Musical adventuress to give concert in Port Townsend

Bex Marshall

Bex Marshall

PORT TOWNSEND — When Rebecca “Bex” Marshall was an 11-year-old girl, she was handed a Hummingbird.

This was a 1963 Gibson Hummingbird guitar, a gift from a man who was and is her inspiration.

He’s her uncle David Kiely — an entertainer who is still making music today — who has an unforgettable voice.

When he sang, “my hair would fly back,” said Marshall.

She hopes to likewise blow listeners away this week on her first trip to the Pacific Northwest.

A blues singer originally from Devonshire, England, Marshall lives in London now. She’s touring in the wake of “House of Mercy,” the follow-up to her 2008 CD “Kitchen Table,” and will arrive, band in tow, for an Upstage Presents concert Wednesday at the Highway Twenty Roadhouse. Show time is 7:30 p.m. at the bar and restaurant at 2152 W. Sims Way, and tickets are $7 via 360-385-2216. That’s the old Upstage Theater and Restaurant number, while Upstage owner Mark Cole continues his efforts to reopen his music venue somewhere new.

Tickets will be available at the Roadhouse door, where there’s “plenty of room,” Cole promised, adding that dinner is available there too. For directions to the venue, phone 360-385-7747.

It’s ironic that this will be Marshall’s first foray to the upper corner of the continent. The singer, who’s been described as a musical adventuress and tireless traveler, took off at age 18 to hitchhike around Australia, guitar on her back. To earn a living, she trained as a croupier, working the gaming tables on cruise liners.

She also busked on the streets in Australia, “bumming around

. . . until I realized I needed to start bumming around professionally,” she quipped in an interview this week.

“I’ve never looked back,” added Marshall, who’s been a full-time blueswoman for 12 years now.
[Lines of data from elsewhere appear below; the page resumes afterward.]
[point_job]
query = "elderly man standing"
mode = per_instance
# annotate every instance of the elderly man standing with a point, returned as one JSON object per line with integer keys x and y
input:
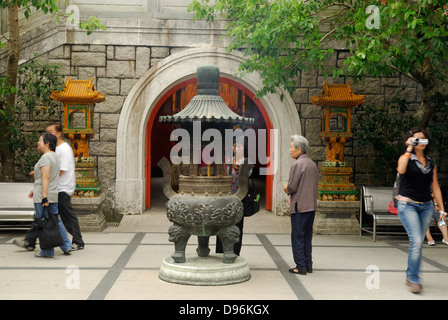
{"x": 302, "y": 189}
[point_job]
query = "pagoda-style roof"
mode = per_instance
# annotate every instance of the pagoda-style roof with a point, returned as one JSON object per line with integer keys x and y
{"x": 207, "y": 105}
{"x": 337, "y": 95}
{"x": 78, "y": 91}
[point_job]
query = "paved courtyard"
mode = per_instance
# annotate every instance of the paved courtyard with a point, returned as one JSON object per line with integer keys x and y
{"x": 123, "y": 263}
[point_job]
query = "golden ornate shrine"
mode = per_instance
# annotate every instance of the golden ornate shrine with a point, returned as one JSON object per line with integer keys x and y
{"x": 337, "y": 101}
{"x": 79, "y": 98}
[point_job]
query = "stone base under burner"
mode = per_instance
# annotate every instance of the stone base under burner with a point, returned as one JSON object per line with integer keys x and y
{"x": 204, "y": 271}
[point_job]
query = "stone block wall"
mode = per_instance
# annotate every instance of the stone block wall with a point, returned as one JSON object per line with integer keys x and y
{"x": 115, "y": 69}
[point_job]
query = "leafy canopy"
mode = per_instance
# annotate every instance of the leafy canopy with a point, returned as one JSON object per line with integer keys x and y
{"x": 280, "y": 37}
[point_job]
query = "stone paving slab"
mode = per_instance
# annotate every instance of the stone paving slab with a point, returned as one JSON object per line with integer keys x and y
{"x": 118, "y": 264}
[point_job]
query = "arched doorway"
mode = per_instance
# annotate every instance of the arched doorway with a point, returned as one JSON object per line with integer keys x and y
{"x": 153, "y": 88}
{"x": 240, "y": 99}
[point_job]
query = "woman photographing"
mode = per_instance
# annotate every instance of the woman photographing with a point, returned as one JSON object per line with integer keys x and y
{"x": 415, "y": 207}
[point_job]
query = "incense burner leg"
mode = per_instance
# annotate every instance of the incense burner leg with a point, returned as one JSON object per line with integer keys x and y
{"x": 203, "y": 250}
{"x": 179, "y": 236}
{"x": 229, "y": 236}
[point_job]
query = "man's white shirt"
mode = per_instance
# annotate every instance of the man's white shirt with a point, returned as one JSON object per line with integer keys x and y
{"x": 67, "y": 180}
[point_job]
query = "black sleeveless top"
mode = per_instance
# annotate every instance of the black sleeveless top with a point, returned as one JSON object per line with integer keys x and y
{"x": 416, "y": 182}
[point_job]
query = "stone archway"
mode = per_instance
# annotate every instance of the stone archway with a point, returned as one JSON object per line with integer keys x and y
{"x": 157, "y": 81}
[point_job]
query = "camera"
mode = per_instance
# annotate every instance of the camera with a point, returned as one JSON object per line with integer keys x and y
{"x": 417, "y": 141}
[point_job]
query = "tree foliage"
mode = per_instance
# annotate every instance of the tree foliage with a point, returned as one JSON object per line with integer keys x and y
{"x": 280, "y": 37}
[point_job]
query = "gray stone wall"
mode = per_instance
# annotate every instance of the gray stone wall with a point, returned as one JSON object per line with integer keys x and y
{"x": 115, "y": 69}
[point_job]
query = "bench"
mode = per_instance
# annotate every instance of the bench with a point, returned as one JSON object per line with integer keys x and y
{"x": 16, "y": 209}
{"x": 375, "y": 202}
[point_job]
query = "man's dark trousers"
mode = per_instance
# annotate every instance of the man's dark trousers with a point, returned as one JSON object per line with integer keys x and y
{"x": 69, "y": 218}
{"x": 301, "y": 238}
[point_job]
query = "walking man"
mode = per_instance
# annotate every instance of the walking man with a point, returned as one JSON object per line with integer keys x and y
{"x": 302, "y": 189}
{"x": 66, "y": 186}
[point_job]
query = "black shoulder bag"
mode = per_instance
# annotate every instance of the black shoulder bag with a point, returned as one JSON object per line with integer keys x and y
{"x": 250, "y": 202}
{"x": 48, "y": 231}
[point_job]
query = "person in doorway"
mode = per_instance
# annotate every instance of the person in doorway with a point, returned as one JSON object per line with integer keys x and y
{"x": 66, "y": 186}
{"x": 302, "y": 189}
{"x": 239, "y": 155}
{"x": 415, "y": 206}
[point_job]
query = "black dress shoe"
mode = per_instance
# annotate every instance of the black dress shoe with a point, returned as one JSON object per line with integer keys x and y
{"x": 298, "y": 271}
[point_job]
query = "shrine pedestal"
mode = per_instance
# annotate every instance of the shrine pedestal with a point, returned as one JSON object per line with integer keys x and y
{"x": 204, "y": 271}
{"x": 336, "y": 217}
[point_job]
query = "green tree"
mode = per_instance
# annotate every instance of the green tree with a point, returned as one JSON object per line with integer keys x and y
{"x": 280, "y": 37}
{"x": 7, "y": 102}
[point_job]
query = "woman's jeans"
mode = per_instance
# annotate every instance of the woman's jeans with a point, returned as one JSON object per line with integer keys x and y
{"x": 415, "y": 218}
{"x": 53, "y": 209}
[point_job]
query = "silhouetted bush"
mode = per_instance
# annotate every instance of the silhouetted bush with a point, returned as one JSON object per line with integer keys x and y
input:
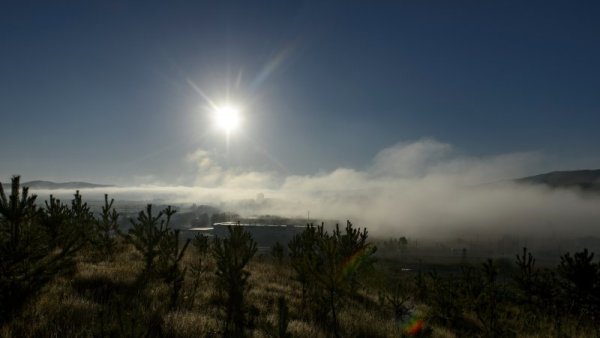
{"x": 35, "y": 246}
{"x": 232, "y": 254}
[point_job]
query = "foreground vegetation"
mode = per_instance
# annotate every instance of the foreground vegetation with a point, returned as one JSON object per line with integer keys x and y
{"x": 65, "y": 271}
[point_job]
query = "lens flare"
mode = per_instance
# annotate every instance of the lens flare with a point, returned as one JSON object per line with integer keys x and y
{"x": 227, "y": 118}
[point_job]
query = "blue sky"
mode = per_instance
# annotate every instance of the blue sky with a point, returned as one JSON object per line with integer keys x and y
{"x": 102, "y": 91}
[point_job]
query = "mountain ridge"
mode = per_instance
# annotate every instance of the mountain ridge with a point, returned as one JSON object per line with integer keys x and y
{"x": 585, "y": 179}
{"x": 41, "y": 184}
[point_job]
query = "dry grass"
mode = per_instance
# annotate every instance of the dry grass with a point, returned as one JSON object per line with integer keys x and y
{"x": 74, "y": 306}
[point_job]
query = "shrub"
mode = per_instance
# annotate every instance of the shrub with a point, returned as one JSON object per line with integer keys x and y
{"x": 30, "y": 253}
{"x": 232, "y": 254}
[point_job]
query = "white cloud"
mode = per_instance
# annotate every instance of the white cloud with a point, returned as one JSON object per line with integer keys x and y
{"x": 424, "y": 189}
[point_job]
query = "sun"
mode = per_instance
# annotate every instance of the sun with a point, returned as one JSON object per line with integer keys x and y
{"x": 227, "y": 118}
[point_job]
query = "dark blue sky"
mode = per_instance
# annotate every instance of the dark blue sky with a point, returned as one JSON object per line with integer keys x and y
{"x": 102, "y": 92}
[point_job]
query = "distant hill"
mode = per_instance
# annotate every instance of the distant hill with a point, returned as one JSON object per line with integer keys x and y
{"x": 588, "y": 180}
{"x": 54, "y": 185}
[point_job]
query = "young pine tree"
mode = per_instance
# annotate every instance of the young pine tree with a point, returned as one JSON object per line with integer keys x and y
{"x": 232, "y": 254}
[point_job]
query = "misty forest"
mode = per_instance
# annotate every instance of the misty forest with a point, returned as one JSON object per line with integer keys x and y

On this tour, she’s traveling through Colorado, Oklahoma and South Dakota, then west to Port Townsend, to Cozmic Pizza in Eugene, Ore., and to the Spar in Tacoma.

Then, U.S. jaunt done, she’ll go to Brazil for a month.

Marshall is feeling especially good right now, having won two British Blues Awards: first runner-up for Best Female Vocalist and third place in the Album of the Year category for “House of Mercy.”

To hear Marshall tell it, yet, making music is the richest reward.

“I caught the passion very early,” she said. As a girl, it was listening to the blues, on records and live, that gave her the education she wanted.

“I’m still being inspired today. There is never a day,” she said, “when I don’t learn something about music from musicians on the road, and not necessarily from someone famous.”

This Wednesday at the Highway Twenty Roadhouse, “Come early,” she instructed, “and be ready to have your heart ripped out and put back in again. In the mostest possible way.”

Then, as if to soften a little, Marshall added that she hopes to “tell some stories.”

She’s sought to do that ever since her uncle gave her that Hummingbird. The instrument, now 50 years old, adorns a wall in her home.